Living in the Shadows

Brown said many street-entrenched people like Warnick are “stuck there” because of some sort of trauma they’ve experienced in their younger years. In many cases, the supports they needed to help them address the issue weren’t available.

“It was just a ‘pull up your bootstraps and get on with life, and go get a job, you bum’ type of thing. It’s more than that. They had trauma. There was nobody and nothing there. They got blamed for being victimized when they were younger. They believed that it was their fault,” he said. “I have run into so many people on the street who are blamed for being there, blamed for being stuck on the street. I think, ‘Man, they are human. Quit looking at a piece of that and look at the human being. Talk to them. Get to know them.’ But it is what it is. It is kind of sad.”

Warnick tried different programs and housing options through the years, but he was always sucked back into the lifestyle to which he’d grown accustomed, said Brown.

“He was one of those guys who would be sitting on a street corner, and you’d just sort of walk by him. A lot of people would just walk by when he was there. He was invisible,” Brown said. “That was heartbreaking as well.”

Brown suspects there were probably times when Warnick did reach out for help, and would have gone for help with his addiction if services had been available.

“The system is overwhelmed. It’s not that people aren’t doing their jobs, it just seems that there is nowhere for a lot of folks who are street entranced to go because of the way things are right now,” he said. “Hopefully that will change. Hopefully. Hopefully.”

Brown would like people to look at homeless individuals as people, not as anonymous faces taking up space on a sidewalk.

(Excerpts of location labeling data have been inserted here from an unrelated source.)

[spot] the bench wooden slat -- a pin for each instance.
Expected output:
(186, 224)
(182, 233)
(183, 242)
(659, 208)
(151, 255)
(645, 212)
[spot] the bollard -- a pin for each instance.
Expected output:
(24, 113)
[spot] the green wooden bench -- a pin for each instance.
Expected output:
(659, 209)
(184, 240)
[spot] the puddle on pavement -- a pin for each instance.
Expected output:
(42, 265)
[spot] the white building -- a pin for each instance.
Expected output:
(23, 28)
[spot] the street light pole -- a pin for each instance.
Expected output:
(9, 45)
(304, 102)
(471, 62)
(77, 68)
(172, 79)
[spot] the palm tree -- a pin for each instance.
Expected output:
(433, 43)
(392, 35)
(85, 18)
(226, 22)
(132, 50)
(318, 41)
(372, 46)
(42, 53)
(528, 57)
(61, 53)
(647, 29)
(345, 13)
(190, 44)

“Sean was a human being. Sean was someone who a lot of people knew and a lot of people would see, and most people never bothered to talk to. So nobody really got to know Sean. Sean lived in a world that was in the shadows, so to speak, and people didn’t take the time to,” he said. “I would say to people: ‘Get to know some of these folks you see on the street, get to know them. Say hi to them. It could make the difference between living and dying. Something as simple as a hello goes so far.”